Reversal learning has been widely shown to depend on monoaminergic mechanisms in the OFC and striatum [75,76,77,78,79,80] with substantial evidence implicating D2 receptors in the striatal indirect pathway [81,82,83,84,85]. However, rather than decreasing DRD2 expression in the striatum, as predicted from prior positron emission tomography imaging studies in humans and other rats, [86,87,88], striatal DRD2 expression increased significantly in the DMS after 8 days of abstinence from cocaine in LE and HE rats. This effect has been reported before after-cocaine exposure and may reflect a delayed compensatory rebound in D2 receptor regulation [89,90,91]. Since DRD2 expression in the DMS increased in both HE and LE rats, this was presumably the consequence of prior cocaine exposure rather than a contributing factor to the failure of HE rats to utilize outcome value during reversal. However, without additional studies to measure protein levels it is unclear whether increased DRD2 expression resulted in increased D2 receptor density.

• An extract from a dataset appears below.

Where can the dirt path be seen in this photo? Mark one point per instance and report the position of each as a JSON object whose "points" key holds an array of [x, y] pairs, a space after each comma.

By contrast, HE rats exhibited increased DRD2 and decreased HTR2C expression in the ventral striatum, with a corresponding reduction in DRD1 expression in the OFC. However, one should be cautious about linking these differentially-expressed genes for OFC-striatal circuit function and specifically whether they contributed to the failure of HE rats to exploit previously learnt outcome value, especially as qualitatively similar but statistically non-significant effects were also observed in LE rats. Nevertheless, highly-impulsive rats that subsequently developed persistent cocaine-taking in the face of aversive outcomes [92] also exhibited reduced HTR2C expression in the ventral striatum after long-access cocaine SA [93]. Since the 5-HT2C receptor has been shown to modulate learning from negative feedback in the context of reversal learning [94, 95], impaired 5-HT2C receptor transmission may have contributed to the failure of HE rats to process negative feedback in the present study.
Synthesis and conclusions
The present findings add to the growing body of evidence that cocaine impairs how negative feedback is used to guide behavior. Using traditional and computational methods of analysis, we report that rats exposed to response-contingent cocaine, and which more rapidly escalate intake, were able to learn the value of changing reward contingencies but were compromised in exploiting this knowledge to guide appropriate actions on a serial reversal task. Previous research has shown that the encoding of expected outcomes to acquired values depends on interactions between the OFC and basolateral amygdala [96] and that cocaine disrupts insight into the consequences of behavior by OFC-dependent mechanisms [47]. Abnormalities within this circuitry may thus be relevant to understanding why individuals addicted to drugs persist with drug consumption despite adverse consequences of continued drug use.
Funding and disclosure
This work was funded by a Medical Research Council (MRC) Programme Grant (G1002231) and by a core award from the MRC (G1000183) and Wellcome Trust (093875/Z/10/Z) to the Behavioural and Clinical Neuroscience Institute at Cambridge University. P.Z. was supported by the Pinsent Darwin studentship from the Physiology, Development, and Neuroscience Department at Cambridge University. J.A. was supported by a Fellowship from the Swedish Research Council. BJ was supported by Fellowships from the AXA Research Fund, the National Health and MRC of Australia, and the Cambridge Newton Trust. J.S. was supported by a studentship from Boehringer Ingelheim Pharma GmbH, Biberach, Germany and a studentship from La Caixa Foundation, Barcelona, Spain. T.W.R. is a consultant for and receives royalties from Cambridge Cognition; is a consultant for and received a research grant from Eli Lilly; received a research grant from GlaxoSmithKline; is a consultant for and received a research grant from Lundbeck; and is a consultant for Teva, Shire Pharmaceuticals, Mundipharma and Otsuka. J.W.D. has received research grants from Boehringer Ingelheim Pharma GmbH and GlaxoSmithKline. The remaining authors declare no competing interests.
Change history
04 December 2019
An amendment to this paper has been published and can be accessed via a link at the top of the paper.
References
Schoenbaum G, Setlow B. Cocaine makes actions insensitive to outcomes but not extinction: implications for altered orbitofrontal-amygdalar function. Cereb Cortex. 2005;15:1162–9.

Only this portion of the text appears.